By Marleen Kaesebier and Maria Rugamer
-Deutsche Telekom reported second quarter core profit in line with analyst expectations on Thursday but its shares fell as much as 6% as investors focused on weaker results in its domestic market.
The Germany-based telecoms giant reported second quarter adjusted earnings before interest, taxes and amortization after leases (EBITDA AL) of 11 billion euros ($13 billion). That compared with the 10.95 billion euros expected by analysts in a company provided poll.
In its home market, revenues declined 1.3% from last year.
A local trader said that performance in Germany was mixed, in part due to stronger competition.
Competitor Vodafone in July said it is close to returning to growth in Germany, its biggest market, after struggling with a German regulation change for selling cable television to apartments that seemed to benefit Deutsche Telekom.
While Deutsche Telekom’s mobile customers in Germany grew 1.9% from March, it lost 20,000 broadband lines in the country, J.P. Morgan analyst Akhil Dattani wrote in a note.
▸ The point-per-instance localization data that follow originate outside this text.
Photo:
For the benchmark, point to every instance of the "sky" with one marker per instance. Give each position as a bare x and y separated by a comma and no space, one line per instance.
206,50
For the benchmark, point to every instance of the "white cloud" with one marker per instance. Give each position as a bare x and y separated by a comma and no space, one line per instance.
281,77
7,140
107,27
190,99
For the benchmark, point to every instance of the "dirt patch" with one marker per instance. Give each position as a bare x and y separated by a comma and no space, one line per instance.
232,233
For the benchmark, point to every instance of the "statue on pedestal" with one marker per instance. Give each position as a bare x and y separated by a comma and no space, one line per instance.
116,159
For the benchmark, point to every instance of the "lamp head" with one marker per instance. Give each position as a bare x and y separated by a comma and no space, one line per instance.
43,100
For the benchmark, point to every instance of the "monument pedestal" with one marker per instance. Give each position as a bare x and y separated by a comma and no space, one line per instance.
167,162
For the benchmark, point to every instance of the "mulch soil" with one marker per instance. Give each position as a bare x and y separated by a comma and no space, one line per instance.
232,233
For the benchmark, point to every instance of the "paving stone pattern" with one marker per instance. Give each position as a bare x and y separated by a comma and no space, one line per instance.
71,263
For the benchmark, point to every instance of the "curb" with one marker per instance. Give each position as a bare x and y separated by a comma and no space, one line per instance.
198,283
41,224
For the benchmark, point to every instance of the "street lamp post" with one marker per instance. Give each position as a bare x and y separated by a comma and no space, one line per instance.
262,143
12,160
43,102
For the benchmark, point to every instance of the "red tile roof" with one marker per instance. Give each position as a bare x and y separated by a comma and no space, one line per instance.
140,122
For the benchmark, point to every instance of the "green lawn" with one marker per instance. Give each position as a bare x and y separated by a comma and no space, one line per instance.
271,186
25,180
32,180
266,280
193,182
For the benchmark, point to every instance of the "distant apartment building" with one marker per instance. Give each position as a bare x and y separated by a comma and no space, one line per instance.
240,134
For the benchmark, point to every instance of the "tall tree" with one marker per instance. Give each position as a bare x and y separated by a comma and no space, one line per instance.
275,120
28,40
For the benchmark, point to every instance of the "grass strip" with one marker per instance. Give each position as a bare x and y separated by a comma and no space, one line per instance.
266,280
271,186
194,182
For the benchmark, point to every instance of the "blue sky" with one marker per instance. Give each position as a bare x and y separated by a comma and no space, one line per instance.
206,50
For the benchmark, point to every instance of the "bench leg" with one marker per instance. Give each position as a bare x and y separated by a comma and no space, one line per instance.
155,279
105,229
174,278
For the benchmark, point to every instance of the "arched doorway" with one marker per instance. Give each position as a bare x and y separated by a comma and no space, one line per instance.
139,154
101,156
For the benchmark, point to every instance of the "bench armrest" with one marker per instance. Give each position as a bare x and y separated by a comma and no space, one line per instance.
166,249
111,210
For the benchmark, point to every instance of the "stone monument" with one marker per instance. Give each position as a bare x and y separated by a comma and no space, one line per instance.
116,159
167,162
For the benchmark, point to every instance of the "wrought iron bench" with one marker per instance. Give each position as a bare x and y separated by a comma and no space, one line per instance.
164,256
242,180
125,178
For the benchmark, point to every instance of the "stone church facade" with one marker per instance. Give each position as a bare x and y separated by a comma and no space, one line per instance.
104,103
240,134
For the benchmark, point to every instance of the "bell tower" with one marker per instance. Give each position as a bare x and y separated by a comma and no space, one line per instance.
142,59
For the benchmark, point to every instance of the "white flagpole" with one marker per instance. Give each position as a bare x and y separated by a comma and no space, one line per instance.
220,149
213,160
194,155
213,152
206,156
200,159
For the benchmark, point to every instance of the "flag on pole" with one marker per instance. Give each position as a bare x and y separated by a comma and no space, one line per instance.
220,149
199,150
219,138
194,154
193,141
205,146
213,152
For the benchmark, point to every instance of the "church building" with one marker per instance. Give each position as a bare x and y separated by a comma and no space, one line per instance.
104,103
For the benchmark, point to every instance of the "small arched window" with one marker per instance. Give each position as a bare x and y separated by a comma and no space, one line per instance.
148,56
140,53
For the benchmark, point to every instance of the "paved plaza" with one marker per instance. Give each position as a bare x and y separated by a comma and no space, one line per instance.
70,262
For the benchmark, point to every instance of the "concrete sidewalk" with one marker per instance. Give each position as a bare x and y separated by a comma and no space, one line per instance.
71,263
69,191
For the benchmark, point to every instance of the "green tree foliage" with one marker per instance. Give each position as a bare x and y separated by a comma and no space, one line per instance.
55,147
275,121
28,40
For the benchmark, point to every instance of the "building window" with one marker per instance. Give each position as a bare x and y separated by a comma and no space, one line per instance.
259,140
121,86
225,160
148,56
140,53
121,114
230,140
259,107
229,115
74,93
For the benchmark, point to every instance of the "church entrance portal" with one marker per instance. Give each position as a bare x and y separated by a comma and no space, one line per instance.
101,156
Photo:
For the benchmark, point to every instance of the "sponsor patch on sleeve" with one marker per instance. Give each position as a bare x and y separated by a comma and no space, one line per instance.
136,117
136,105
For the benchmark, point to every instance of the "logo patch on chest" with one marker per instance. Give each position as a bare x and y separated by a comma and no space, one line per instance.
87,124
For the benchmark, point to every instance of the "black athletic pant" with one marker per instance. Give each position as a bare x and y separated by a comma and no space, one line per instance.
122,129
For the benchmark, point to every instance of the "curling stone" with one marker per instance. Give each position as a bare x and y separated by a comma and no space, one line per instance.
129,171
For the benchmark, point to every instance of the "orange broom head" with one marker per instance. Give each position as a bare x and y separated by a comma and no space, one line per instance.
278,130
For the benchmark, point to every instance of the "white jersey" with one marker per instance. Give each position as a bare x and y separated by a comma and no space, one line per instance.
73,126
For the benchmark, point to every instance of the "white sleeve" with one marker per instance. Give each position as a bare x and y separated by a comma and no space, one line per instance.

He added that this followed a similarly weak performance from Vodafone.
Telekom’s IT service provider unit, T-Systems, meanwhile saw an order entry increase of 20.5% from last year, particularly in road charging and digital areas, the company said.
The unit is at the forefront of a collaboration with Nvidia announced in June to establish an artificial intelligence cloud for European manufacturers in Germany.
Deutsche Telekom is also in the process of seeking European Union support to build an AI data processing centre in Germany.
The group slightly raised its core profit guidance for 2025 on Thursday, now expecting more than 45 billion euros, adjusted from around 45 billion euros expected before.
It also adjusted its free cash flow AL expectations for 2025, now expecting over 20 billion euros from around 20 billion euros.
The new guidance comes after its New York listed subsidiary T-Mobile US in July raised its annual forecast for postpaid net customer additions after adding more wireless subscribers than expected in the second quarter.
Deutsche Telekom shares were down 4.1% at 0730 GMT, paring losses after falling as much as 6.1%.